Calls for mergers in the UAE’s banking sector have long been made given the existence of a relatively large number of banks addressing the needs of small target markets. According to an online business analysis, more than 50 financial institutions currently operating in the local market are serving the needs of less than 10 million people.

Further compounding the situation is the impact of weak oil prices on the banking industry at the local and regional levels. While the revenues of about 45 GCC banks — or approximately 80 per cent of the regional banking sector — grew 7.2 per cent in 2015, the figure is three percentage points down from 2014.

Similarly, although their profits climbed 6.3 per cent, this was still lower than the 14.7 per cent increase achieved in 2014. Extraordinary income dipped by 21.5 per cent.

The market is not only congested, but is also facing significant pressure from external uncontrollable factors such as oil price fluctuations, a weak real estate industry, and even the British exit from the European Union, to name a few. Mergers are indeed a viable option, especially amidst the economic uncertainties besetting the world today.

The move towards this end is growing as a means to diversify risk, reduce cost, and increase efficiency.

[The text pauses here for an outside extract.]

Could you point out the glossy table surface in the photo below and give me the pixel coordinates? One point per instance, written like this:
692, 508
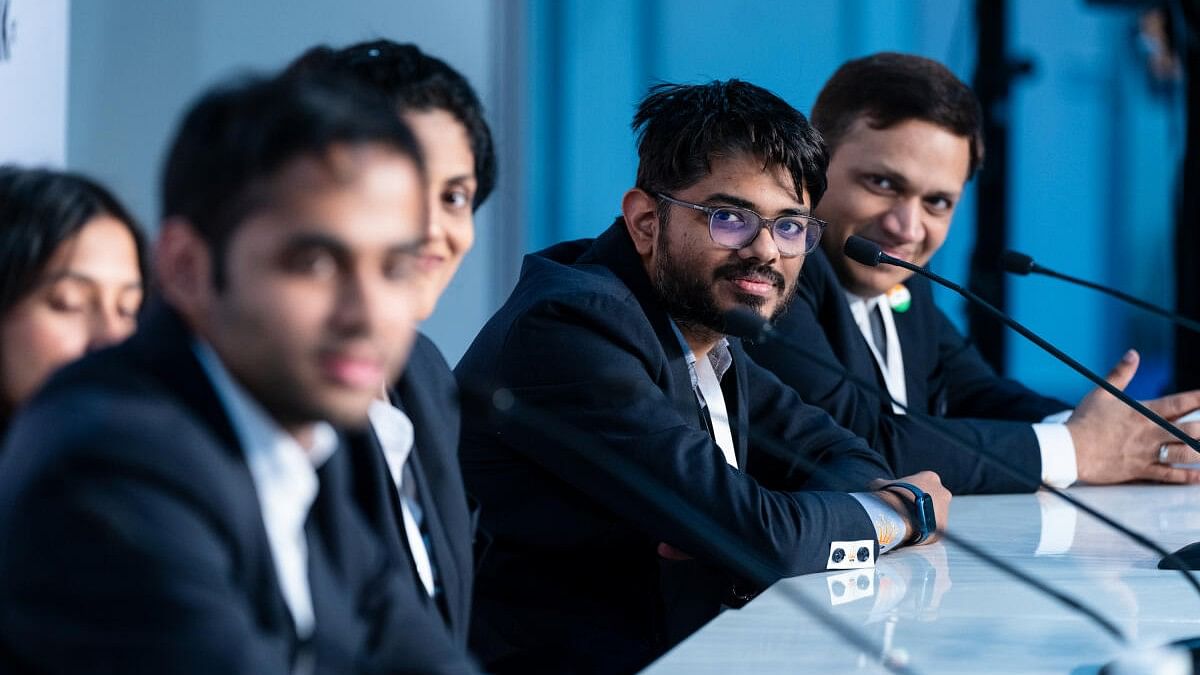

Take the case of Emirates NBD that was created following the successful merger of Emirates Bank International and National Bank of Dubai in 2007. The transaction was the biggest in the local market at that time.

Today, Emirates NBD is one of the biggest banking groups in the Middle East in terms of assets. In 2009, Dubai Bank and Emirates Islamic Bank also joined forces to establish Emirates Islamic, which is owned by the Emirates NBD Group.

Recently, the local sector welcomed the news of an approved tie-up proposal between First Gulf Bank (FGB), the third largest bank in the UAE by assets, and National Bank of Abu Dhabi (NBAD). They are the first largest local banks to consider consolidation since 2007.

The FGB-NBAD merger is expected to pave the way for more bank consolidations not only in the UAE but in its neighbouring economies as well. After the union is finalised by early 2017, financial consultants say that the industry could witness the rise of a regional powerhouse with $170 billion (Dh623.9 billion) in assets.

Additionally, their operations will be diversified, opening up more room for funding advantages and cost optimisation. Under this context, it is also in the best interest of smaller institutions to ultimately follow in the footsteps of the country’s largest banks so as not to lose out on a wide range of opportunities and benefits, from increased value generation to higher cost efficiency and revenue to wider market share.

Bank mergers across the world are usual occurrences, with risk management and other crucial concerns as the main considerations. It is normal for banks to conduct an exhaustive risk analysis to balance their deposit and credit portfolios, and mergers can diversify these risks to a significant extent.

Other reasons many banks are opting for mergers include a drastic increase in market competition, innovation of new financial products, and consolidation of national and regional financial systems.

Following the lead of their international counterparts, local banks can tap mergers to significantly improve the size and scale of the domestic and regional banking sector.

The writer is Managing Director, Orient Planet Group.